During the 2016 election season, the issue of immigration has been one of the most contentious. However, according to Dell, the debate over immigration has carried a similar weight in past elections, citing the Democratic primary of 2008 between Obama and Clinton as an example of a heated debate on the topic.
Dell does, however, acknowledge two key reasons that immigration reform appears to be getting more attention in this year’s election.
“(The Great Recession) created an association between a struggling economy and regressive views on immigration,” said Dell.
He also attributes the use of 24/7 media outlets by Trump and his ability to create controversy to the constant broadcast of his viewpoint.
Trump’s aptitude with the media has yielded immense support from the far right, especially those who feel disenchanted with the current political system.
According to Pierce, the deportation programs and wall between Mexico and America proposed by Trump would be economically devastating.
According to the Washington Post, Trump’s wall would cost approximately $25 billion. Comparatively, the Secure Fence Act of 2006, which fenced only a third of the Mexican-American border, cost $2.4 billion dollars.

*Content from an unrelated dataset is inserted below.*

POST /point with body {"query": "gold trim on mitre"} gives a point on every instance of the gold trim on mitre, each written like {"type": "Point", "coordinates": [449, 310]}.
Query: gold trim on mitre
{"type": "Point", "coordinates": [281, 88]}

The programs that Clinton supports have their drawbacks as well. According to Jose Oliva, a senior and member of Hispanos Unidos de Guilford, the DACA program only focuses on stopping deportation but does not address college tuition issues for DACA students, rendering it difficult for them to attend college.
The DAPA program has not yet been initiated due to federal lawsuit. A 4-4 vote in the Supreme Court, following the death of Associate Justice Antonin Scalia, complicates things.
It is unclear how effective the program itself would be.
“In the end I do not know if Clinton would have the skills necessary to make things different,” said Dell. “We’ve been unable to do that for really the last 30 years.”
Similar sentiments were echoed around campus.
“I do think Hillary will win the election but I think that Congress will do everything in its power to make sure her legislation is never passed,” said senior Kelsey Lindeman.
There is doubt about how effective any immigration will be.
“I think we will definitely see change,” said junior Jessica Kellam. “But I don’t think it will be nearly as comprehensive as either (candidate) says.”